A man’s shed is his sanctum.
Not quite a castle, but still, pretty damn significant.
Inside is a microcosm of life itself. That might sound like wanky bullshit, but seriously, the inner workings of a shed are an exercise in success and failure and frustrations and tribulations and obstacles and experiments and triumph. And for most modern men, the shed is one of few retreats where we can harness the most innate form of human expression – creativity.
(Yes, believe it or not, there is creative thinking that goes on in a shed. Sometimes, at least.)
It’s also where we can drink beer. Yeah. Beer.
So, to be invited into another man’s shed is a real fig leaf of friendship. When a man invites another man to work in his shed, what he’s really saying to them is, “you’re welcome to come into this part of my life where I go to escape everything else, and where I have hundreds, or possibly thousands, of dollars of tools in various states of order, and I trust you enough to respect and maintain all that.”

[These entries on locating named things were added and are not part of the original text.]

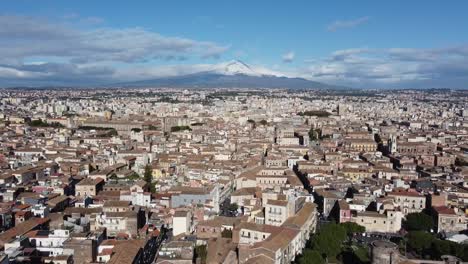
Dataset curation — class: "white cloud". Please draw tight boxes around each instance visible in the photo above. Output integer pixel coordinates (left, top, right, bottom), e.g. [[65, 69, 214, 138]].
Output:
[[298, 45, 468, 88], [282, 51, 296, 63], [327, 16, 370, 31]]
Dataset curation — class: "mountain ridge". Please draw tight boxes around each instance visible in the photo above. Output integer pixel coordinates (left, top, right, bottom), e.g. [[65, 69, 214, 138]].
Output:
[[110, 60, 348, 89]]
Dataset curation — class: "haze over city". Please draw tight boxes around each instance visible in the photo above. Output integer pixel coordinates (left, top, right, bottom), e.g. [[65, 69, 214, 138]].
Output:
[[0, 1, 468, 88], [0, 0, 468, 264]]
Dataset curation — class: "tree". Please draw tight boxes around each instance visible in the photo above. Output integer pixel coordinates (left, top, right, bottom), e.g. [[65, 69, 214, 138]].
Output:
[[340, 222, 366, 237], [403, 213, 434, 231], [228, 203, 239, 212], [407, 231, 434, 256], [221, 228, 232, 238], [312, 223, 346, 261], [127, 172, 140, 180], [195, 245, 207, 264], [297, 248, 325, 264], [143, 164, 156, 193], [431, 239, 456, 259], [109, 173, 118, 180]]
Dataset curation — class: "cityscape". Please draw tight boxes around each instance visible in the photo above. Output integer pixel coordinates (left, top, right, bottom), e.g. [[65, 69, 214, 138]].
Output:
[[0, 0, 468, 264]]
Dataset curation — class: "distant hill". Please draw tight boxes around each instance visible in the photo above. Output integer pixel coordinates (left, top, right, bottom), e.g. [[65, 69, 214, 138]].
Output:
[[113, 60, 346, 89]]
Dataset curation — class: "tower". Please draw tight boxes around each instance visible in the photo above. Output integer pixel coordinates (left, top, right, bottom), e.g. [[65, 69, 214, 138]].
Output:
[[388, 134, 397, 154]]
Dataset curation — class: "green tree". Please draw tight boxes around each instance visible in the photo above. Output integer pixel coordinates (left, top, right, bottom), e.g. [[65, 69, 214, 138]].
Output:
[[143, 164, 156, 193], [195, 245, 208, 264], [407, 231, 434, 256], [221, 228, 232, 238], [353, 246, 370, 263], [431, 239, 456, 259], [340, 222, 366, 237], [109, 173, 118, 180], [312, 223, 346, 261], [296, 248, 325, 264], [403, 213, 434, 231], [127, 172, 140, 180], [228, 203, 239, 211]]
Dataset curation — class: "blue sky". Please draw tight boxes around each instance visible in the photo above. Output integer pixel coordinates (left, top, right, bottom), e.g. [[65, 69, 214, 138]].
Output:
[[0, 0, 468, 88]]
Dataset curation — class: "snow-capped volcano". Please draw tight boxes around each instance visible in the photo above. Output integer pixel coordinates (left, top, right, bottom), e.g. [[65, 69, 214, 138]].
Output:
[[213, 60, 262, 76], [109, 60, 344, 89]]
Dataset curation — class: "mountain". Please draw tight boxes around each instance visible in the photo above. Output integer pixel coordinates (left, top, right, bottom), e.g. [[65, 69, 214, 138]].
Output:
[[113, 60, 344, 89]]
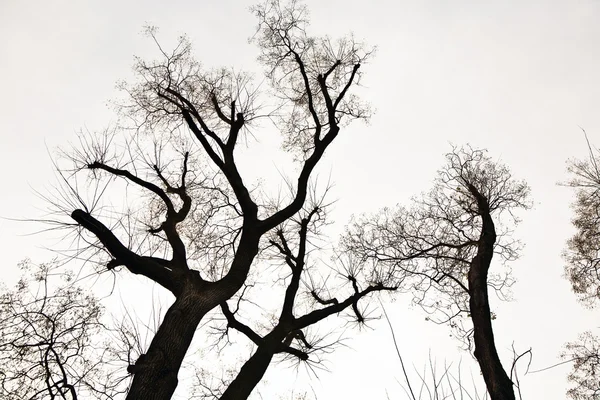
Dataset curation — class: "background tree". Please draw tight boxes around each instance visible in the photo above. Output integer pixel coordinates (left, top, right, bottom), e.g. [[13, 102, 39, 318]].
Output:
[[45, 0, 377, 399], [562, 136, 600, 400], [344, 147, 530, 400], [0, 260, 129, 400]]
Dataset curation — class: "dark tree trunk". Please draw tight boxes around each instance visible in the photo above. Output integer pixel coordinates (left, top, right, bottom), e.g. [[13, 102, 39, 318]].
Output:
[[127, 285, 215, 400], [127, 229, 258, 400], [469, 206, 515, 400], [219, 331, 283, 400]]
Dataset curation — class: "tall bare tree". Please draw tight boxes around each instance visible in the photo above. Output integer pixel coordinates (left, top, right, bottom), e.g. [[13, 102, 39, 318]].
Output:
[[44, 0, 380, 399], [344, 147, 530, 400], [562, 132, 600, 400]]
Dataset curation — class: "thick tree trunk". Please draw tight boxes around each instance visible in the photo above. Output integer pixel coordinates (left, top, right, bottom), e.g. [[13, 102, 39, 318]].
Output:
[[127, 285, 216, 400], [469, 207, 515, 400], [127, 229, 258, 400], [219, 335, 283, 400]]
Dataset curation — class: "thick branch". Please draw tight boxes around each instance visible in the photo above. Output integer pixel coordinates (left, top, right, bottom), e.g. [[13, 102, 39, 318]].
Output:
[[71, 210, 178, 295], [88, 161, 175, 213]]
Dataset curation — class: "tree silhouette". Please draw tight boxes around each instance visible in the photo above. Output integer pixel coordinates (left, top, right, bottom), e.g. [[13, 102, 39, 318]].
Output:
[[0, 260, 129, 400], [562, 131, 600, 400], [38, 0, 395, 399], [344, 147, 529, 400]]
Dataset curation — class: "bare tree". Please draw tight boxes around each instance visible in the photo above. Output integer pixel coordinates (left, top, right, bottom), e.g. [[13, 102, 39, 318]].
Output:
[[192, 192, 396, 400], [42, 0, 376, 399], [0, 261, 129, 400], [562, 131, 600, 400], [344, 147, 530, 400]]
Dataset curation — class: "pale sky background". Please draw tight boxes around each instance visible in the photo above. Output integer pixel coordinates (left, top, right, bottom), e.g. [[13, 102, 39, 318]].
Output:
[[0, 0, 600, 400]]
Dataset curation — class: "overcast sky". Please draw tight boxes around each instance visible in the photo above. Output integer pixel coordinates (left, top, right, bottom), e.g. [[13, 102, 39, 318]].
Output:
[[0, 0, 600, 400]]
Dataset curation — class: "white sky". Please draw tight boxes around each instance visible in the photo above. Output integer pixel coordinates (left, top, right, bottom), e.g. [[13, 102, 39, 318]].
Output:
[[0, 0, 600, 400]]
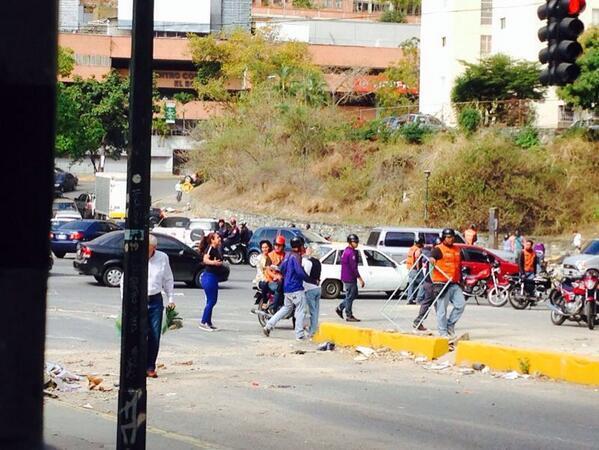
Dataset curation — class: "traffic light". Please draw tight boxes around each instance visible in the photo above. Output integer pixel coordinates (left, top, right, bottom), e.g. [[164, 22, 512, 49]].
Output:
[[537, 0, 586, 86]]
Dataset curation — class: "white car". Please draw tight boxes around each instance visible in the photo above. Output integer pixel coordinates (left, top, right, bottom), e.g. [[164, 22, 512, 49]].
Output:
[[320, 244, 408, 298]]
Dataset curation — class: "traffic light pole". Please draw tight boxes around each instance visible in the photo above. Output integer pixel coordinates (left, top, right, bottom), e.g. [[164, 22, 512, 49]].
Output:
[[117, 0, 154, 449]]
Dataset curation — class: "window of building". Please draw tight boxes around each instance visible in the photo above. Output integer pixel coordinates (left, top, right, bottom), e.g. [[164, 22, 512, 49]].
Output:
[[480, 34, 491, 56], [480, 0, 493, 25]]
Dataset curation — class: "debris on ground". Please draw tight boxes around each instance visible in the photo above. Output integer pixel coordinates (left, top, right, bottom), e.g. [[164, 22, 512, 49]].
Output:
[[316, 341, 335, 352], [356, 346, 376, 358], [44, 362, 81, 392]]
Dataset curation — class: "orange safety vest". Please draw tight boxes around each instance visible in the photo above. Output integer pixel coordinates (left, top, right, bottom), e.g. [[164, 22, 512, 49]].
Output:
[[522, 250, 537, 272], [406, 245, 420, 269], [431, 244, 462, 283], [464, 228, 476, 245]]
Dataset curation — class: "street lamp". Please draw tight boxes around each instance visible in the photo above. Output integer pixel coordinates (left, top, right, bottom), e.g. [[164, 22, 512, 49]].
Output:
[[424, 170, 431, 225]]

Of course, there are no words exchanged in this transaction. Because that’s not what men do. There might be a few grunts, or maybe even a “carn, let’s go the shed,” or a “yeah, no worries,” in response to any shed-related request.
And it was very much in this fashion that my good mate, Ben, allowed me to use his shed over the winter to work on my new car, a 1998 Troop Carrier.
I bought the car back in June, 2019, after six months of scouring the internet almost every day. They are a rare bird, these vehicles. Renowned for their longevity and rugged capabilities, they hold their value through a lifetime of what can be up to one and a half million clicks.
Yes, you read that right.
1.5 million kilometres.
I bought mine for a relative bargain. He wanted 15k. I got it for 12. An older model with all mechanical components; easy to fix, should something go wrong. 260k on the mighty six-cylinder diesel motor. The interior a bare shell to be fitted out how I want. Fully resprayed, minimal rust, and in showroom condition.
Or so I thought.
Turns out the respray was concealing all the bogged-up rust holes. No biggie, but a bit of a dampener. Then, above the rear barn doors, a visible section of rust where someone had done a slipshod job of installing a reversing camera turned out to be a major fucking can of worms. Whole section of roof had to be cut out. New section welded in. Gaps bogged up and sanded and painted again.
You can’t polish a turd, as they say. But you can roll it in glitter.
Still, after a bit of rust-preventative fish oil sprayed through the inner-panels, and some paint and a bit of cut-and-polish on the outside, this turd was glistening like a Rockpool mignon fillet de boeuf in a red wine jus.
A caca of the finest order.
A few weekends later, and the Troopy is well on its way to a finished fit-out. Whole thing’s been gutted and cleaned and rust-proofed and sound-proofed. Now to rebuild the interior. Electrical system to go in this weekend. A drawer system and a little office set-up after that. Soon the tinny will be gettin’ hoisted up on the roof and my girlfriend and dog and I will be going one way onto an open highway and down plenty of dirt tracks.
It hasn’t been an easy ride, that’s for sure. There’s been plenty of cussing and woo-hoos! and aching bones and chemically stained hands and empty beer cans along the way.
But that’s a metaphor for life, I guess.
And thanks to Benno for letting me use his shed.